UK: McDonald's dishes up diplomas to go
The headline makes it sound like people are getting diplomas for flipping burgers, but actually three companies including McDonald's will actually be developing their own courses and university admissions-level examinations. Here's another report with more of a view towards the economics of employment.
Another article goes more in depth on how it will actually work (and dutifully reports the new, cringe-worthy monicker, "McQualifications"). McDonald's employees will receive high school credits for their job experience that might help them get into a university. However, McDonald's, Flybe (an airline), and Network Rail (a rail company), are developing educational programs as well - not only training to work as a cabin crewmember or manage one's own fast food restaurant, but also in such things as engineering. It is still uncertain whether universities will accept these credits.

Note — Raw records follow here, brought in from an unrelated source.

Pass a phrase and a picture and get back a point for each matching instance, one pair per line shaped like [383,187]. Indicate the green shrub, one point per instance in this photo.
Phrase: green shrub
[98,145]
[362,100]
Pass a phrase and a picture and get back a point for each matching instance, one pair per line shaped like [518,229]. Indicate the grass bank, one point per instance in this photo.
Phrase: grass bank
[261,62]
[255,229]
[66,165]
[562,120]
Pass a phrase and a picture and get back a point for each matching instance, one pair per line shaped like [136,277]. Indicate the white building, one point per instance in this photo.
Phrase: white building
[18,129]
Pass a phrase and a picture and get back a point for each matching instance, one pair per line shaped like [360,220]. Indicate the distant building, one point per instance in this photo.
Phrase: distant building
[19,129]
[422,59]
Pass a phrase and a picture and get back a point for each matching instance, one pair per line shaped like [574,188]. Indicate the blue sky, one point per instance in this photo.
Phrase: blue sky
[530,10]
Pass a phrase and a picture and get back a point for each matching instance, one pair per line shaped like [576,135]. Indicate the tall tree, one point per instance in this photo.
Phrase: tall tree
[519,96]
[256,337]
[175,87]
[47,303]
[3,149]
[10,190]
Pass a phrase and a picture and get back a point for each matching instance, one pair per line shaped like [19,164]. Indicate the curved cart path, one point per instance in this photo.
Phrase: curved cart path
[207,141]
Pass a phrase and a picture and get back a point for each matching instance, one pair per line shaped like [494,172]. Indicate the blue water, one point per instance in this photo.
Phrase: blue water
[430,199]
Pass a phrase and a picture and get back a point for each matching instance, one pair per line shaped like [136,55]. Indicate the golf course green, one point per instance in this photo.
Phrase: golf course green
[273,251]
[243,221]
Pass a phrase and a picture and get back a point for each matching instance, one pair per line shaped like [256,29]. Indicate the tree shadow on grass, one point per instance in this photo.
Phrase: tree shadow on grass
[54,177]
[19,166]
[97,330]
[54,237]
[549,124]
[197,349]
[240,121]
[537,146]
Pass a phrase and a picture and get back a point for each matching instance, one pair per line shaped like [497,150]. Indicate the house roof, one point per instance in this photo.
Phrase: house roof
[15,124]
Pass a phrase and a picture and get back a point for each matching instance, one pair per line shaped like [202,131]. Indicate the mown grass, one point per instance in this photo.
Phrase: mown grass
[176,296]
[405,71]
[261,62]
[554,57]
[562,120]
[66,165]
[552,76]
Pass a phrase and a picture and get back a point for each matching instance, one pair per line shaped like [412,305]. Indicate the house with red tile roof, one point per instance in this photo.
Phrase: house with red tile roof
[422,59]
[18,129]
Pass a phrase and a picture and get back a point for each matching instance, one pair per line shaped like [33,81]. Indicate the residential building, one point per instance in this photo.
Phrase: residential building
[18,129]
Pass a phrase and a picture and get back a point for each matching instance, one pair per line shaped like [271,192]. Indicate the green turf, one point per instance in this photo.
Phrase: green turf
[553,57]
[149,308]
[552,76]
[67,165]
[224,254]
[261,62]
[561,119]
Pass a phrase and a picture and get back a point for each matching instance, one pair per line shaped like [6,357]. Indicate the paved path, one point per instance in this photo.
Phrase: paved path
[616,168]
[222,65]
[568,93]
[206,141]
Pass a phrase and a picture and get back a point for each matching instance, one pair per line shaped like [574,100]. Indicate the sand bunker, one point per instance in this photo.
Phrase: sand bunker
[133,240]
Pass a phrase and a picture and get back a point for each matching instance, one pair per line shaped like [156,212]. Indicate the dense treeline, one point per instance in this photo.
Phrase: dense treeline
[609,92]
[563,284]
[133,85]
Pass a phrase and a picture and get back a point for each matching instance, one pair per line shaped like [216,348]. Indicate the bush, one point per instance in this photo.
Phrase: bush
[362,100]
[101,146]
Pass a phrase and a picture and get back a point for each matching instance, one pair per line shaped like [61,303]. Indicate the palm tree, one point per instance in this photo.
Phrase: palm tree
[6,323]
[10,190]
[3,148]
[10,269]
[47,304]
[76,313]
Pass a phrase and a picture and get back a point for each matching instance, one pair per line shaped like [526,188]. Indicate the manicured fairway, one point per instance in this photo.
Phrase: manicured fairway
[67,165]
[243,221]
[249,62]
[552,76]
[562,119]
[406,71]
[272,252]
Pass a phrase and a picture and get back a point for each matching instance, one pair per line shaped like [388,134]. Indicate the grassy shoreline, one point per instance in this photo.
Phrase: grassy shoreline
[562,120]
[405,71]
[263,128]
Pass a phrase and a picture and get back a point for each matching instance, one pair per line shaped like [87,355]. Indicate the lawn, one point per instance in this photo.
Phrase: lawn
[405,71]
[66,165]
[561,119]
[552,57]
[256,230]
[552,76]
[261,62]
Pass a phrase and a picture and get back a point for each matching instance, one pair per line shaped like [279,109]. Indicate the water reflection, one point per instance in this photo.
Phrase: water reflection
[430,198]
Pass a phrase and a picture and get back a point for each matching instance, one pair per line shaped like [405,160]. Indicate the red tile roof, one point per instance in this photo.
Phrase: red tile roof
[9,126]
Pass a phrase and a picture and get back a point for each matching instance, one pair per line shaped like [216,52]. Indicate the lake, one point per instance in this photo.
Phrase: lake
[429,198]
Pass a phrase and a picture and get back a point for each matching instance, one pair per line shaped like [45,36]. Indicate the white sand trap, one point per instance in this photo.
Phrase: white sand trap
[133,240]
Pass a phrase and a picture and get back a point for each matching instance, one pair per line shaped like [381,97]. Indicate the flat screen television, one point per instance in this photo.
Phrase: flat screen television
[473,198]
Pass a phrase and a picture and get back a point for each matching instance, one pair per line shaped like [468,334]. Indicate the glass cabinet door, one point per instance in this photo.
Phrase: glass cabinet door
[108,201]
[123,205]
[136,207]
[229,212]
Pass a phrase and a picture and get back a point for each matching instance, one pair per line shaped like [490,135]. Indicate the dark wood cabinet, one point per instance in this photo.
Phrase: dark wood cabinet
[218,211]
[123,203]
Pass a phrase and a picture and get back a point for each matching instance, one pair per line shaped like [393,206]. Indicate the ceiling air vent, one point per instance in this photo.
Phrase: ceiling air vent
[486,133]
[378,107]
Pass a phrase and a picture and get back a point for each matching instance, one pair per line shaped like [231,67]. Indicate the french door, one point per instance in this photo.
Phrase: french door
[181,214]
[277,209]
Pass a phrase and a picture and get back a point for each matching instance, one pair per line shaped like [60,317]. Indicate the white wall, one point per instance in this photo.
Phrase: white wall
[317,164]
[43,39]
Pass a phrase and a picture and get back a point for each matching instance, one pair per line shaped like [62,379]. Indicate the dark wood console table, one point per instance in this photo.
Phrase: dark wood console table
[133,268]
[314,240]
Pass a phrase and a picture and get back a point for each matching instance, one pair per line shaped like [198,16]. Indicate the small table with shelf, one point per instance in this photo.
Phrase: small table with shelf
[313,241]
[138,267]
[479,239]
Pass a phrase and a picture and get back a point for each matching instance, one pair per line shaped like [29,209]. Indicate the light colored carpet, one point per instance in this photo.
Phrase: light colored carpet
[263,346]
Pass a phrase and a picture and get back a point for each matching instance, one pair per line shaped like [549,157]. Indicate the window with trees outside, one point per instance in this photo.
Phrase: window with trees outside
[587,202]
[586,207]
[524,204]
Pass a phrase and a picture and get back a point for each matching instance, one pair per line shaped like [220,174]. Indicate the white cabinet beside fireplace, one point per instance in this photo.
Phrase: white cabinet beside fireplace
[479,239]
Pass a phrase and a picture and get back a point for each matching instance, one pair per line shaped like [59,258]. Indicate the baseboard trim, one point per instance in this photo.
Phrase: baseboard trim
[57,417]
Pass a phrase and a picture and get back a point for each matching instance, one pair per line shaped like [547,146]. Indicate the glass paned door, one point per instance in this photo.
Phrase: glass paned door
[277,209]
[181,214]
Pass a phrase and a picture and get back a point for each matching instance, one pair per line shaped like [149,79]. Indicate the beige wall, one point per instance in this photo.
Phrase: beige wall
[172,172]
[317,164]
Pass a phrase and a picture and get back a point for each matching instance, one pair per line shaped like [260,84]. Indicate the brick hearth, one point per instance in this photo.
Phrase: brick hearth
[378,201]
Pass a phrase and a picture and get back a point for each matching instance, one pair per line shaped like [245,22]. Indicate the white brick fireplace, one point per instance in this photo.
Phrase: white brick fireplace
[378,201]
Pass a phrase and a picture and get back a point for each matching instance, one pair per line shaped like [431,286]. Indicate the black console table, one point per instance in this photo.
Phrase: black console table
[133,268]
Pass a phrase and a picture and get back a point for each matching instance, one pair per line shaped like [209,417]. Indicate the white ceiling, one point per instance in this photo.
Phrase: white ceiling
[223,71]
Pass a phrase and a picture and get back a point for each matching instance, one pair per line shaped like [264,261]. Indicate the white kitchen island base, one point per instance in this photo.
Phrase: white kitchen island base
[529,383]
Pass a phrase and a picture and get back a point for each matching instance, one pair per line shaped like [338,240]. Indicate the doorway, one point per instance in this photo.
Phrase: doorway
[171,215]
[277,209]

The key term in this program is "social mobility," as used by McDonald's officials in Britain: I think there's the general idea that working at a fast food franchise is as far down the employment ladder as you can go, especially since it's where you start in high school when you have no qualifications and just want some part-time cash. Part-timers of course begin their ascent as soon as the summer's over, or they graduate, or they just find something better. Now hopefully they won't be the only ones with this chance to climb.
Also according to the last article, something not quite like this exists in the US:
In the United States, McDonald's offers courses in restaurant management that can be transferred for credit at traditional colleges and universities through its training facility, Hamburger University. But a spokeswoman for McDonald's USA said there are no current plans to launch a high school-level program like the one in Britain.It seriously is called Hamburger University, by the way. At least it's a step up from McQualifications.